Understanding the Chasm in Bias Evaluation and Debiasing
The Problem of Bias in Pre-trained Models
LLMs that are pre-trained on vast corpora of data have shown exceptional capabilities in understanding human language. However, these models inherit both the virtues and vices of their training data. Among the notable issues is that they capture social biases, including those related to gender, race, and religion, which exist in the training datasets. Addressing these biases is critical as LLMs are incorporated into tools and applications that significantly impact society.
Debiasing and Downstream Effects
Two primary avenues exist for leveraging pre-trained LLMs (PLMs) while minimizing biases: fine-tuning (FT) and in-context learning (ICL). FT modifies a model's parameters to adapt to specific tasks, but this approach carries the risk of diminishing the model's downstream performance by erasing useful information learned during pre-training. Debiasing strategies that rely on FT have been found to lead to lower model performance in downstream applications.
In contrast, ICL employs prompts to guide the PLM without updating the model's parameters, thus preserving the beneficial knowledge. Consequently, the paper hypothesized that debiasing methods using ICL would better maintain the performance of PLMs in downstream tasks and might show stronger correlations between intrinsic (pre-training) bias evaluations and extrinsic (downstream) bias detections.
Exploring the Bias Evaluation Gap
The researchers embarked on experimenting to examine this hypothesis. They evaluated gender bias in multiple languages by comparing stereotypical and counter-stereotypical sentence likelihoods through a set of intrinsic bias evaluation datasets. Subsequently, they explored the correlation between these intrinsic bias evaluations and downstream tasks (including question answering, natural language inference, and coreference resolution) using ICL-based debiasing methods.
The findings revealed that ICL-based methods indeed had a higher correlation between intrinsic and extrinsic bias scores when compared to FT-based methods. Furthermore, the performance degradation in downstream tasks due to debiasing was less severe in ICL settings than in FT settings.

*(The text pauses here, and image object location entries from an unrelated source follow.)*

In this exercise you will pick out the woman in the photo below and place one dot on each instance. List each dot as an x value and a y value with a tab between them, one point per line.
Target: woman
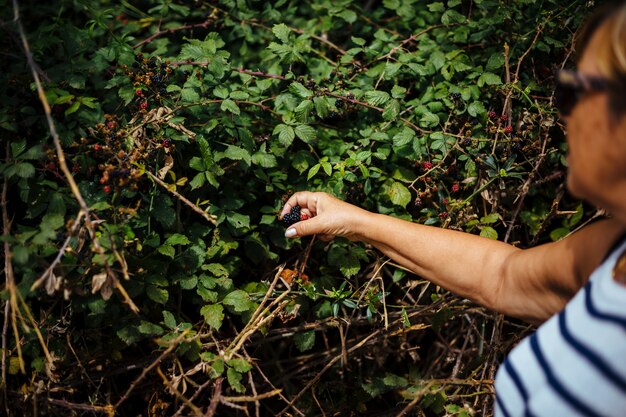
575	363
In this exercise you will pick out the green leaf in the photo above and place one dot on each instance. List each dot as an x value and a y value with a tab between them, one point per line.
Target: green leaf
489	232
313	171
476	108
285	134
490	218
156	294
24	170
305	340
391	110
306	133
399	194
234	379
240	301
430	119
404	137
322	106
189	95
299	90
377	98
495	61
169	320
230	106
221	92
177	239
282	32
167	250
238	154
348	15
239	365
213	315
149	328
488	78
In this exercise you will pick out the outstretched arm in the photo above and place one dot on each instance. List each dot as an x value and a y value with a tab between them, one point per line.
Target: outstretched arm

Implications for Future Bias Mitigation
The insights from this research carry significant implications for the AI and machine learning communities. The paper cautions against extrapolating trends observed in FT settings to scenarios involving ICL without meticulous consideration. It convincingly demonstrates that the use of ICL-based debiasing leads to smaller changes in model parameters, thereby retaining more of the pre-trained knowledge and resulting in better alignment between pre-training values and downstream performance.
The paper advocates for specific discussions around ICL settings given their distinct dynamics compared to FT. It further calls for the need to examine more extensive ranges of LLMs, consider additional types of social biases, and verify findings across diverse languages. While the research concentrated on gender bias, the methodologies and findings could inform broader efforts to minimize various biases encoded in PLMs, advancing towards more equitable and responsible application of AI technologies.